He didn't see what more he could do. A third sword skewered the ground where his hand had just been.
"Fuck - you -" he managed to gasp at them all, staring up at the tormentors towering above him, all steel and teeth and sharpness. They lifted their swords like spears to stake him.
Even struggling, even sheer desperation, was no longer going to defer the inevitable.
He might even have closed his eyes. He felt very alone.
And then the garden lit up with a soft blue light.

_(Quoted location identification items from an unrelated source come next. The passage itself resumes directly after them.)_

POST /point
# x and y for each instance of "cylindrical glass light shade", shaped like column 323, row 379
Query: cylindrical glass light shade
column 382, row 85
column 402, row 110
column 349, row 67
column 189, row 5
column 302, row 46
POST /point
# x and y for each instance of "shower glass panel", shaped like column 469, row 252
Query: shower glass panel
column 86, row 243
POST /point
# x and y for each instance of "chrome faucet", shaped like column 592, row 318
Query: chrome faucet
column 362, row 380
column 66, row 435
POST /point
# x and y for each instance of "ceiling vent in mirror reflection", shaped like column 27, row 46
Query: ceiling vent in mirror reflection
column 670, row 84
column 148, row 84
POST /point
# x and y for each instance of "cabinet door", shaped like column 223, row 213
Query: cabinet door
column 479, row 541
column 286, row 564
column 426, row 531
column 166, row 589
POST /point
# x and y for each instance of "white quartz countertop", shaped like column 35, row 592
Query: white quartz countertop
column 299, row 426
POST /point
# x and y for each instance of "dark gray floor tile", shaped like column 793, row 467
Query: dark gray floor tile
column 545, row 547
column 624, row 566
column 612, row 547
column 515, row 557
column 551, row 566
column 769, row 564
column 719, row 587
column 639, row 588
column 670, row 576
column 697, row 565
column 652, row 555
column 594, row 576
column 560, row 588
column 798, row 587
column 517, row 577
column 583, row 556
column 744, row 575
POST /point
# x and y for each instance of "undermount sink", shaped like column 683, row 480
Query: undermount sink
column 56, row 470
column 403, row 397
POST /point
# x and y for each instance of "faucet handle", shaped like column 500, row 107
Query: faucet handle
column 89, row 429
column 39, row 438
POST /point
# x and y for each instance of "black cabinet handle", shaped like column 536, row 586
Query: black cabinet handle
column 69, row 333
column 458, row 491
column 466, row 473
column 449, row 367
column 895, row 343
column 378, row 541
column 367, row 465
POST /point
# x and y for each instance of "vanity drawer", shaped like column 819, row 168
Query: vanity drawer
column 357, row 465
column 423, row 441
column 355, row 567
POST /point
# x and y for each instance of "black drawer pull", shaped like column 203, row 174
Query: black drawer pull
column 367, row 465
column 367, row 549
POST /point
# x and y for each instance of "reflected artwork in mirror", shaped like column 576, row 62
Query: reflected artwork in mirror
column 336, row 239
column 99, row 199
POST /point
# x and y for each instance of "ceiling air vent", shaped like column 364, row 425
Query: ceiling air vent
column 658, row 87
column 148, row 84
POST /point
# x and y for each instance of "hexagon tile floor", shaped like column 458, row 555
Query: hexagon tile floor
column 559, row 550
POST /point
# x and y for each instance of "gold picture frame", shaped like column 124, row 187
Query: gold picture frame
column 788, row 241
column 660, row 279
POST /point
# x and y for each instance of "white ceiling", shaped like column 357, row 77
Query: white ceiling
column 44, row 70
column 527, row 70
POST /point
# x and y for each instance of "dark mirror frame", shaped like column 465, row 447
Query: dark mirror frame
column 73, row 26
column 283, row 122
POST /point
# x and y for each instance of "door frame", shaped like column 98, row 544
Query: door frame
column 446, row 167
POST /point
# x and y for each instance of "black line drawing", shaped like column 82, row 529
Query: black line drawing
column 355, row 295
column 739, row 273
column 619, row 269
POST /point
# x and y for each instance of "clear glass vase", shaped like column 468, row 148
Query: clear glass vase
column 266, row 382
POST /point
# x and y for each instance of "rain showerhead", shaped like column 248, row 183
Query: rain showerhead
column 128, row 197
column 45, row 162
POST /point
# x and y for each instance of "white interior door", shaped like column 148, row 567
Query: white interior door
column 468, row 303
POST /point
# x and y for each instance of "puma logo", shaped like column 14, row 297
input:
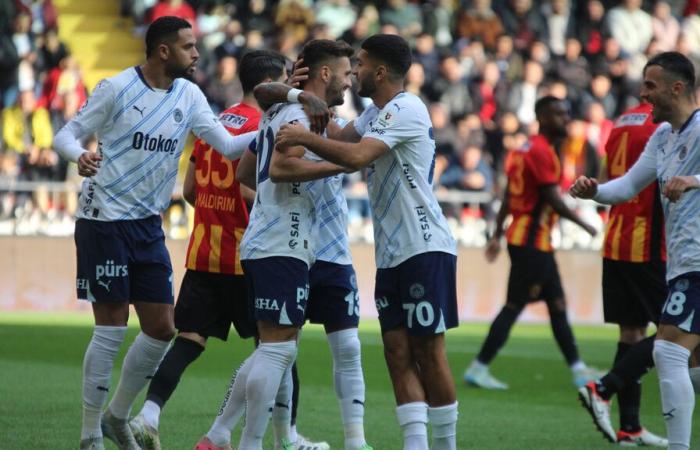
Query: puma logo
column 104, row 285
column 139, row 110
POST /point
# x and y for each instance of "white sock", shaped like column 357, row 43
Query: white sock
column 413, row 418
column 97, row 370
column 677, row 395
column 694, row 373
column 349, row 383
column 233, row 406
column 140, row 364
column 578, row 366
column 151, row 413
column 282, row 412
column 443, row 420
column 271, row 361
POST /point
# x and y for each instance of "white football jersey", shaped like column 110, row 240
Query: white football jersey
column 331, row 231
column 406, row 216
column 678, row 154
column 141, row 132
column 283, row 214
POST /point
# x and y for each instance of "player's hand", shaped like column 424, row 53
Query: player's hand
column 290, row 135
column 299, row 73
column 584, row 187
column 88, row 164
column 316, row 110
column 590, row 229
column 493, row 248
column 676, row 186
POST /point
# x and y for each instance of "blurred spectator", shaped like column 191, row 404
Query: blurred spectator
column 479, row 22
column 338, row 15
column 179, row 8
column 509, row 62
column 666, row 27
column 224, row 89
column 451, row 89
column 439, row 18
column 557, row 15
column 633, row 30
column 524, row 94
column 574, row 70
column 591, row 29
column 406, row 17
column 469, row 172
column 524, row 22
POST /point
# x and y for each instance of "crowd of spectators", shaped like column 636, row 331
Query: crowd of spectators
column 479, row 65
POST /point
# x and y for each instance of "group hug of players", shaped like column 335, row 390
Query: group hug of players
column 290, row 261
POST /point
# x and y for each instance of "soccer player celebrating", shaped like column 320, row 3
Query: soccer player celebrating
column 532, row 197
column 141, row 117
column 634, row 287
column 415, row 253
column 212, row 294
column 280, row 240
column 672, row 157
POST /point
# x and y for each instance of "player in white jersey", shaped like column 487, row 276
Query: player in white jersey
column 280, row 240
column 415, row 253
column 672, row 155
column 141, row 117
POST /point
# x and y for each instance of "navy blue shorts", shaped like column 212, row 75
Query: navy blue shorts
column 683, row 302
column 333, row 298
column 123, row 261
column 278, row 289
column 419, row 294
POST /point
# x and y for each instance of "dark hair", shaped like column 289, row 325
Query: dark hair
column 317, row 52
column 391, row 50
column 677, row 65
column 543, row 104
column 258, row 65
column 163, row 29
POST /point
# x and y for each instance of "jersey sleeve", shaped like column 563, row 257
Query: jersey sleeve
column 96, row 111
column 543, row 166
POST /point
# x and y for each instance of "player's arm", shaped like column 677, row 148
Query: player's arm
column 353, row 155
column 550, row 194
column 493, row 247
column 287, row 165
column 188, row 187
column 621, row 189
column 92, row 117
column 245, row 173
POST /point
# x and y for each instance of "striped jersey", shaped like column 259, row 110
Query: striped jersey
column 406, row 216
column 534, row 165
column 677, row 153
column 220, row 214
column 332, row 243
column 141, row 132
column 283, row 214
column 634, row 231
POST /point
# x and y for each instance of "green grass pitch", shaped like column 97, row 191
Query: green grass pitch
column 40, row 375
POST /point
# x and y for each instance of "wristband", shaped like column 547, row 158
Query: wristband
column 293, row 95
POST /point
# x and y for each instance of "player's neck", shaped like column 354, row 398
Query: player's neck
column 383, row 96
column 155, row 78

At first he thought he was imagining it.
It seemed... oddly familiar. Comforting and safe. And yet at the same time ethereal, as if it were the light of a benevolent god, far beyond mortal comprehension. A little piece of his soul seemed to strain towards the light.

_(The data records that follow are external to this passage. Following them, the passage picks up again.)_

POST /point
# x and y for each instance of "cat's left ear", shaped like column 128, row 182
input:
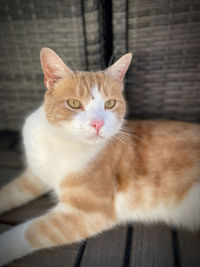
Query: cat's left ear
column 53, row 67
column 119, row 68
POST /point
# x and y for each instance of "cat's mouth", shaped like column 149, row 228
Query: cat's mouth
column 95, row 136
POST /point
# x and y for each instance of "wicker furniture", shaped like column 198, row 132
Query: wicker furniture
column 163, row 35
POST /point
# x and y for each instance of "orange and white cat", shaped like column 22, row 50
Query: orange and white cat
column 103, row 169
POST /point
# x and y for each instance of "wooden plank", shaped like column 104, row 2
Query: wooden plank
column 189, row 248
column 151, row 246
column 30, row 210
column 7, row 174
column 106, row 249
column 60, row 256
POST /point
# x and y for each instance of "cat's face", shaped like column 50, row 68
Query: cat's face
column 86, row 106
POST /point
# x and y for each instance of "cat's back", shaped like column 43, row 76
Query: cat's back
column 170, row 144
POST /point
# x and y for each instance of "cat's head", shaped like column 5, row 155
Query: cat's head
column 88, row 106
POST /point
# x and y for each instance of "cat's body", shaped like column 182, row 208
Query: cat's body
column 148, row 172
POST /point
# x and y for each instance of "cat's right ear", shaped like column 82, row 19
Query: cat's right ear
column 53, row 67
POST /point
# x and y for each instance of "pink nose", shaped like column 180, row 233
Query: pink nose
column 97, row 124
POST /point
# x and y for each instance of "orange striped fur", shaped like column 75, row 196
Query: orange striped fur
column 126, row 171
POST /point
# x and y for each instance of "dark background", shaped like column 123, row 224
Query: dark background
column 163, row 35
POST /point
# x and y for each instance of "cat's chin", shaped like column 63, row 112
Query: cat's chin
column 95, row 139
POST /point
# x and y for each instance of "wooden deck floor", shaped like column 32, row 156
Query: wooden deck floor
column 125, row 246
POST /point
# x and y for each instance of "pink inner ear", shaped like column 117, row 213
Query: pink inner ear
column 50, row 82
column 53, row 67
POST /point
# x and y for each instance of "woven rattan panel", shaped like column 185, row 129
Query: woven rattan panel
column 70, row 27
column 164, row 37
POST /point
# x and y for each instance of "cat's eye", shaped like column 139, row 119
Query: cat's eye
column 74, row 103
column 110, row 104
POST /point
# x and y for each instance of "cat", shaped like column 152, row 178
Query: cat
column 105, row 170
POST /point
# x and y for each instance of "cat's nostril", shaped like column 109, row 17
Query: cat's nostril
column 97, row 124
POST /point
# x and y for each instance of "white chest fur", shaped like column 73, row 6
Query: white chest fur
column 52, row 157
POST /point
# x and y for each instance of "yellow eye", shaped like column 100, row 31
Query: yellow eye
column 110, row 104
column 74, row 103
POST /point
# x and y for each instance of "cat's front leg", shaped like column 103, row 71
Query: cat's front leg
column 21, row 190
column 62, row 225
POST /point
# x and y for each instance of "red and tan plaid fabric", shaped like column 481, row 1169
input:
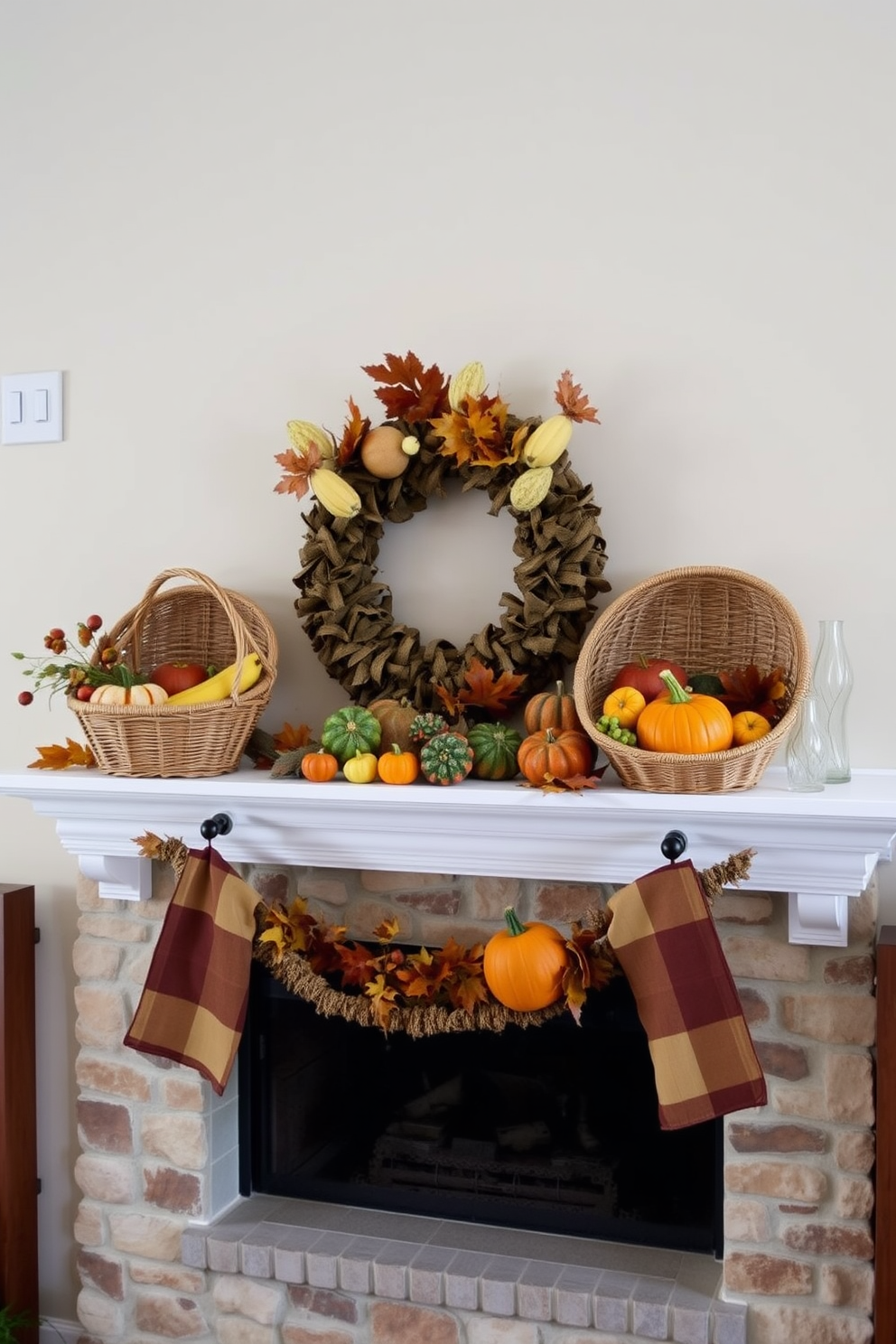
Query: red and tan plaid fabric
column 665, row 939
column 192, row 1008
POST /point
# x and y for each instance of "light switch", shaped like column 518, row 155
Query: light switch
column 31, row 407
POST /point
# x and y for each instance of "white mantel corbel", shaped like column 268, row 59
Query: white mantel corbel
column 821, row 848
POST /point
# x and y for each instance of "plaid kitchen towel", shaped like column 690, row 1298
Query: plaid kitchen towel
column 667, row 944
column 192, row 1007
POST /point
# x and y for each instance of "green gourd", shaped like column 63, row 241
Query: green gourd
column 495, row 748
column 350, row 730
column 425, row 726
column 446, row 758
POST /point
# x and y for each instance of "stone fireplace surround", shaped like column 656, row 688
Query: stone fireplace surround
column 167, row 1247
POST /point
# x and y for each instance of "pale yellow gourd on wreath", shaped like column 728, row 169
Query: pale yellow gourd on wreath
column 144, row 693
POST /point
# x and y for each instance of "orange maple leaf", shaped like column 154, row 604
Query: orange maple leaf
column 297, row 471
column 410, row 391
column 385, row 999
column 485, row 693
column 148, row 845
column 468, row 992
column 353, row 432
column 290, row 738
column 573, row 401
column 60, row 758
column 422, row 975
column 355, row 963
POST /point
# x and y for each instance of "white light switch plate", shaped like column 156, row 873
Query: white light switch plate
column 31, row 409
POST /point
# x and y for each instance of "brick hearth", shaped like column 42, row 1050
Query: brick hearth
column 159, row 1152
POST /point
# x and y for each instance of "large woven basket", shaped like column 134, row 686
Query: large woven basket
column 201, row 622
column 705, row 619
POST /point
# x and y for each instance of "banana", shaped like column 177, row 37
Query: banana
column 468, row 382
column 548, row 441
column 220, row 686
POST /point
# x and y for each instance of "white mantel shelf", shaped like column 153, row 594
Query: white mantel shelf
column 821, row 848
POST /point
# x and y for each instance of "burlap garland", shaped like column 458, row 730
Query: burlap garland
column 347, row 611
column 297, row 976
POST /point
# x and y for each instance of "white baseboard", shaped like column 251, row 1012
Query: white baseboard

Is this... what dying... is like?
But he wasn't imagining it. And he wasn't dying. The demons saw it too, and as one they lifted their eyes, distracted by it.

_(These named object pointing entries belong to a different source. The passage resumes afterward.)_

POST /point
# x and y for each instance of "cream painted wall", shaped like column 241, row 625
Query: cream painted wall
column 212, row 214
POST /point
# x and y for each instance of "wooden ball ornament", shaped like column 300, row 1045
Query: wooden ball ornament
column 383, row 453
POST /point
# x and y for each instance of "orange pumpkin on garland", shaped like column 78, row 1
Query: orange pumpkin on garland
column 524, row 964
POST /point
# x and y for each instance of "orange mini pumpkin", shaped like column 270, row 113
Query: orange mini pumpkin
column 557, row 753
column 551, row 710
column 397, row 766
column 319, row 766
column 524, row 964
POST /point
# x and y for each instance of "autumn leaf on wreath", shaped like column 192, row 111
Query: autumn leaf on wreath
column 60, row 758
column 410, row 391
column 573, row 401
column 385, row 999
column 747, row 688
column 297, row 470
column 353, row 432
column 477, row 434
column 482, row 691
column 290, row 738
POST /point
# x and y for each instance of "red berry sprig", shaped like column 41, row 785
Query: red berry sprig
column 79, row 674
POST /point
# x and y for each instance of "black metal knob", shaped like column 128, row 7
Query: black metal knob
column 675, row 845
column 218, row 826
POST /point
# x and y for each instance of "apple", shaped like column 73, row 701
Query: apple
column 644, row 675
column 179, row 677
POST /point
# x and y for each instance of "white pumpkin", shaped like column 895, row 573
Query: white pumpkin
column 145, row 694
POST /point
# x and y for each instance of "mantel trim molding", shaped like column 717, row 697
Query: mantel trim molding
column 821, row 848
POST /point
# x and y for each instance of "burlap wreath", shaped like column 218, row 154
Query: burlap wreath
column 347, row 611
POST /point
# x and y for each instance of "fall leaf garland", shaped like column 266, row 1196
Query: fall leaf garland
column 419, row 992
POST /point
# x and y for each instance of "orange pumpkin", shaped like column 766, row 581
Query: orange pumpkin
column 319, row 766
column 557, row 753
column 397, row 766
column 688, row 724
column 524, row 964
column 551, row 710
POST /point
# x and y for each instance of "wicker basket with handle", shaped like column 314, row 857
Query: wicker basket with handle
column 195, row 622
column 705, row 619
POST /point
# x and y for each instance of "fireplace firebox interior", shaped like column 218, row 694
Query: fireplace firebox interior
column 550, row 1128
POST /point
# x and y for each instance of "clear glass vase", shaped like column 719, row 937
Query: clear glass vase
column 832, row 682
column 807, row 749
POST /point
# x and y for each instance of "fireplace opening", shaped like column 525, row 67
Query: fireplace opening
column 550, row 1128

The part of Sendoh's brain that had been hardwired through hundreds of hard-won fights set him into motion, forcing him to move despite his confusion. Onto his hands and knees, leaping forward like a cat, his hand closing around Innocence's hilt once again and dragging it free with a spurt of black blood.
He swung her around, hard, before the demons could react, and took the life of two in that one pass, Innocence unfailing in her perfect sharpness. They were confused too - their attention diverted two ways. It seemed as though the light attracted them, like insects to a flame, as if they simply couldn't bring themselves to look away from whatever it was they were seeing.
Innocence thrust upwards, through the soft underside of a jaw and out the top of a head, and another one crumpled.
She turned about mid-sweep, catching the moonlight like a smile, slicing diagonally downwards this time to open the next demon from shoulder to hip, before it could recover enough to raise a block.
Sendoh felt drunk with elation. He pushed his wilted fringe out of his eyes, and it stuck to his forehead with sweat.
The one remaining demon started to run, moving suddenly, its wings lifting and propeling it towards the source of that light.
Sendoh scrambled up and chased it.
Rukawa, he saw now, hadn't moved. Not at all. Not to hide, nor to flee, nor even to stand up. He was still sitting on his stone dragon, watching Sendoh's life and death struggle with vague interest. He'd partially drawn his sword, just an inch, and it was from the small piece of exposed blade that the strange blue light was emanating. The sword... glowed.
He was quietly observing the single demon that was heading his way through narrow eyes.
The demon, propelled by its wings, moved faster than Sendoh could run.
But the boy did not move. Very deliberately he sheathed his sword with a quiet click, and the blue light vanished. Sendoh caught a flash of hunger in Rukawa's eyes, the miniscule hint of amusement that twitched at the corner of his lips. Supreme confidence that Sendoh could not justify. He was too late, he thought frantically. Why hadn't he moved yet? Still? But he only watched as the demon came at him, the blade moving so fast that it whistled in the air. Ten feet, five feet, two. A blink of an eye, and you might miss it.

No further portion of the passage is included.